Boyd’s New Graphic Memoir is so Groovy

by L.A. Mood Comics and Games

By Dan Brown.

If you’re a child of the 1970s, you’re going to love D. Boyd’s Denniveniquity.

This new graphic memoir covers the years 1977 to 1980 in the comic creator’s life growing up in Saint John.

Boyd, now a Montrealer, captures the Me Decade better than any other artist, on par with filmmaker Richard Linklater – the guy who directed Dazed and Confused.

The book begins when button-nosed Dawn is in Grade 7.

She has a crush on movie star Gene Wilder and has seen Star Wars three times. Her favourite band is Trooper. 

Boys like to grab her developing breasts – “WONKA WONKA!!” one yells as he assaults her in the school hallway.
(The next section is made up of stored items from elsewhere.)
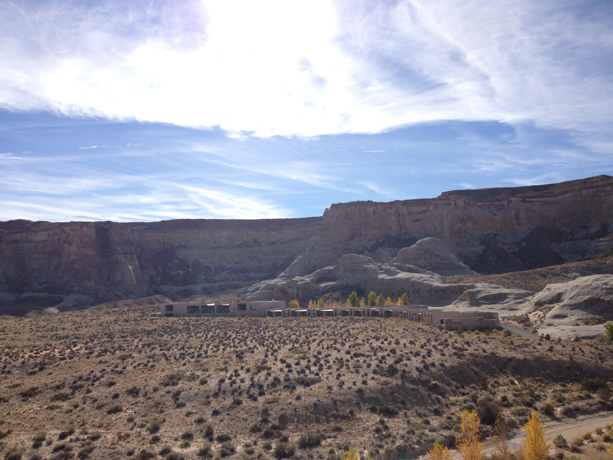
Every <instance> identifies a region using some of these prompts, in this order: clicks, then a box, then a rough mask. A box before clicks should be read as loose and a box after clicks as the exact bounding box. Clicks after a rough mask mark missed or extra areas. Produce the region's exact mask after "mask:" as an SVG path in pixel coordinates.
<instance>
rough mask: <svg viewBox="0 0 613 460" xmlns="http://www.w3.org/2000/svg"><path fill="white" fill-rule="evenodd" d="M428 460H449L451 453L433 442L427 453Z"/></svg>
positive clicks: (439, 444)
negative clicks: (431, 448)
mask: <svg viewBox="0 0 613 460" xmlns="http://www.w3.org/2000/svg"><path fill="white" fill-rule="evenodd" d="M428 460H451V453H450V452H449V449H447V448H446V447H444V446H442V445H440V444H439V443H438V442H435V443H434V445H433V446H432V449H430V450H429V451H428Z"/></svg>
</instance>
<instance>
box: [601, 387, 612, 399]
mask: <svg viewBox="0 0 613 460" xmlns="http://www.w3.org/2000/svg"><path fill="white" fill-rule="evenodd" d="M598 397H599V398H600V399H602V400H603V401H608V400H609V399H611V390H609V387H604V388H601V389H599V390H598Z"/></svg>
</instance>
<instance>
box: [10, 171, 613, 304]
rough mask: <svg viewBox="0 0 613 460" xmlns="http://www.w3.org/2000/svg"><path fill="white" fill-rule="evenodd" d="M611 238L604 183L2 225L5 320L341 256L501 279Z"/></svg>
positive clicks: (27, 221) (598, 248)
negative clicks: (270, 218) (127, 222)
mask: <svg viewBox="0 0 613 460" xmlns="http://www.w3.org/2000/svg"><path fill="white" fill-rule="evenodd" d="M612 233H613V178H612V177H609V176H599V177H593V178H590V179H584V180H578V181H571V182H564V183H560V184H553V185H543V186H534V187H518V188H499V189H483V190H462V191H454V192H446V193H443V194H442V195H441V196H439V197H438V198H434V199H423V200H408V201H395V202H391V203H373V202H355V203H346V204H335V205H332V206H331V208H330V209H328V210H326V212H325V213H324V215H323V217H314V218H306V219H271V220H253V221H238V220H236V221H233V220H175V221H166V222H155V223H126V224H118V223H112V222H96V223H88V222H70V223H48V222H29V221H10V222H0V313H2V312H7V311H8V312H16V311H18V312H22V311H24V309H25V310H27V309H28V308H31V307H33V306H34V307H48V306H56V305H58V304H59V305H79V304H88V303H89V304H92V303H99V302H102V301H109V300H114V299H117V298H126V297H128V298H135V297H142V296H145V295H155V294H162V295H166V296H169V297H171V298H174V299H177V298H181V297H188V296H191V295H207V294H214V293H218V292H222V291H226V290H230V289H237V288H242V287H245V286H249V285H253V284H255V283H258V282H260V281H262V280H275V282H277V281H283V282H288V283H290V284H291V283H293V280H295V279H298V278H301V277H305V276H309V275H311V274H314V273H315V272H317V271H318V270H322V269H325V268H327V267H336V266H338V263H339V261H340V260H341V258H342V257H343V256H345V255H347V254H357V255H362V256H367V257H370V258H372V259H373V263H378V264H387V268H385V269H384V270H396V271H399V272H402V273H413V274H416V275H419V274H423V273H421V272H420V270H421V271H423V270H426V271H428V272H430V273H431V274H434V273H438V274H443V275H449V274H460V273H472V272H478V273H504V272H508V271H516V270H524V269H530V268H537V267H544V266H549V265H555V264H560V263H564V262H568V261H574V260H582V259H586V258H589V257H592V256H594V255H596V254H598V253H601V252H602V251H604V250H606V249H607V248H609V247H611V246H613V238H612V235H611V234H612ZM345 262H346V261H345ZM340 265H341V267H342V266H345V265H346V264H345V263H343V264H340ZM368 265H371V263H370V262H369V263H367V264H366V265H365V266H368ZM330 270H332V271H334V270H339V269H338V268H336V269H330ZM330 270H328V271H330ZM377 270H379V268H377ZM432 272H434V273H432ZM385 276H388V275H385ZM389 276H390V277H392V278H397V277H398V276H400V275H398V274H393V275H391V274H390V275H389ZM403 276H404V275H402V276H400V278H403ZM341 278H342V277H341ZM341 278H339V279H341ZM400 278H398V279H400ZM277 284H278V283H277ZM314 284H317V285H320V284H321V283H319V282H315V283H314ZM355 287H356V288H358V287H359V286H357V285H356V286H355ZM373 287H374V285H373ZM381 287H384V285H383V284H381ZM313 289H314V290H313V293H315V291H317V289H315V288H313ZM394 289H395V288H394ZM250 292H252V293H255V292H258V289H255V290H251V291H250ZM296 292H297V294H298V293H299V292H300V293H302V291H296ZM308 292H310V291H308ZM299 295H305V296H306V295H307V291H304V293H302V294H299ZM309 295H310V294H309ZM458 295H459V294H458ZM475 295H476V294H475ZM485 295H486V294H485V293H483V294H479V295H476V297H474V296H473V298H472V299H473V300H470V299H465V300H466V301H467V302H469V303H470V302H475V301H478V302H480V300H479V299H480V298H485V297H484V296H485ZM479 296H481V297H479ZM475 299H477V300H475ZM299 300H301V299H299Z"/></svg>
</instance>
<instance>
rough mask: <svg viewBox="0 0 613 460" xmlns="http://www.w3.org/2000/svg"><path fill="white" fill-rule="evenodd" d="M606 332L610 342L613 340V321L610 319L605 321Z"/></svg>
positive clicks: (604, 330) (606, 333) (612, 340)
mask: <svg viewBox="0 0 613 460" xmlns="http://www.w3.org/2000/svg"><path fill="white" fill-rule="evenodd" d="M604 333H605V335H606V336H607V340H608V341H609V342H613V323H612V322H610V321H609V322H608V323H605V325H604Z"/></svg>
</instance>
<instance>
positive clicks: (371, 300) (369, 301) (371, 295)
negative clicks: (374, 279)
mask: <svg viewBox="0 0 613 460" xmlns="http://www.w3.org/2000/svg"><path fill="white" fill-rule="evenodd" d="M375 305H377V294H375V291H370V294H368V306H369V307H374V306H375Z"/></svg>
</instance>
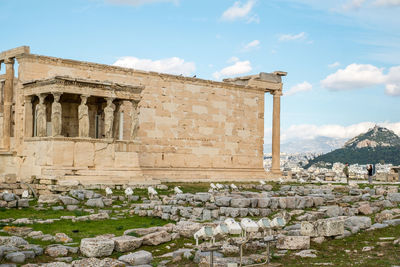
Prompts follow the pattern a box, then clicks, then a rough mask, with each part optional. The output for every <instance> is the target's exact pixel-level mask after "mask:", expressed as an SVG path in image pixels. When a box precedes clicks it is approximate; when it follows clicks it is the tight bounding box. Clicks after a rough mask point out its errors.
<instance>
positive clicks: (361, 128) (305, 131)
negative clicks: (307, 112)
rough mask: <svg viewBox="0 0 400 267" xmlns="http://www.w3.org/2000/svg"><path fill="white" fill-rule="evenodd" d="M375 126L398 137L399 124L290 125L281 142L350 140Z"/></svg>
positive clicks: (398, 133) (368, 122) (390, 123)
mask: <svg viewBox="0 0 400 267" xmlns="http://www.w3.org/2000/svg"><path fill="white" fill-rule="evenodd" d="M376 124H378V125H379V126H382V127H385V128H388V129H390V130H392V131H394V132H395V133H396V134H397V135H400V122H394V123H390V122H379V123H375V122H361V123H357V124H353V125H349V126H342V125H337V124H328V125H321V126H317V125H312V124H299V125H292V126H290V127H289V128H288V129H287V130H283V131H282V135H281V140H282V143H286V142H289V141H294V140H313V139H315V138H318V137H330V138H335V139H350V138H353V137H355V136H357V135H359V134H362V133H365V132H367V131H368V130H369V129H371V128H372V127H374V126H375V125H376ZM270 131H272V129H266V132H265V136H266V138H265V140H266V142H268V140H269V139H268V138H269V137H270V136H271V134H270V133H269V132H270Z"/></svg>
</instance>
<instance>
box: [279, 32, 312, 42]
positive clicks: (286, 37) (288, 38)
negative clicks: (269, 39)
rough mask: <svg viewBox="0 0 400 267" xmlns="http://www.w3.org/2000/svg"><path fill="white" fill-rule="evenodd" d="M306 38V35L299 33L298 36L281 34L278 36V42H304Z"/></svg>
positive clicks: (301, 32)
mask: <svg viewBox="0 0 400 267" xmlns="http://www.w3.org/2000/svg"><path fill="white" fill-rule="evenodd" d="M305 38H306V33H305V32H301V33H299V34H282V35H281V36H279V41H281V42H285V41H295V40H304V39H305Z"/></svg>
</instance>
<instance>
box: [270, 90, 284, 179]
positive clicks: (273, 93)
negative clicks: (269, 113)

Her mother is relentlessly negative. “You’re too young to look so matronly,” she chides. “Boys are only going to want one thing from you.”

The book follows Dawn as she navigates each new grade. 

There are moments of glee, as when classmate Robbie Allen calls her on the phone at home. And moments of frustration: “Isn’t there anything I’m good at?” she wonders after failing to master downhill skiing.

Denniveniquity rewards close reading. Each panel is carefully crafted to reinforce the feel of the era in which Dawn grows up.

If, like me, the first full decade you lived through was the 1970s, this book is going to be a thrill. 

Boyd packs each panel with detail. There’s an April Wine T-shirt. A scene at a Trooper concert (there’s also a discussion of the proper way to pronounce lead singer Ra McGuire’s first name). Keen-eyed readers will also spot a reference to Meco’s galactic funk on the back of a newspaper page. 

Farrah Fawcett-Majors gets a mention, as do TV shows like Soap and Grizzly Adams, and the Hamilton band Teenage Head.

It was the decade of faux wood panelling on station wagons, Participaction, KMart, Joe Clark, Jimmy Carter, the Amityville Horror, and Fotonovels.

In one explosive splash panel, as the New Year’s countdown approaches and 1980 beckons, Dawn sees the pop culture of her childhood flash before her eyes. “Wow, the ’70s are over,” she marvels. “That was most of my childhood.”

And, of course, Dawn gets drunk for the first time by invading her parents’ liquor cabinet in the basement bar. Nor can her young mind understand the unwritten rules of friendship and dating. “Whatever I like about him seems to be the same thing I hate about him,” she says of her on-again, off-again boyfriend Nick.

But more than getting the specifics of the 1970s in Canada right, Denniveniquity nails the sensation of how time passes for a young person.

Boyd pulls this off by omitting clunky transitions, just as the developing brain does. She glides effortlessly from one scene to the next, and the reader never feels something is missing. It all makes sense.

The only other comic creator who was able to do the same as masterfully is Gilbert Hernandez with his childhood recollections in Marble Season.

Denniveniquity covers some of the same ground as Boyd’s 2019 book Chicken Rising, but don’t let that deter you. It is also published by the East Coast’s Conundrum Press. 

I give it my highest recommendation. 

This book belongs in the same conversation as Jillian and Mariko Tamaki’s This One Summer, Michel Rabagliati’s Paul Moves Out, and Seth’s ongoing Nothing Lasts in Palookaville. 

With Jeff Lemire’s new autobiography looming in July, this is shaping up to be a landmark year for graphic memoirs by Canadian comic creators!

Dan Brown has covered pop culture for more than 32 years as a journalist and also moderates L.A. Mood’s monthly graphic-novel group.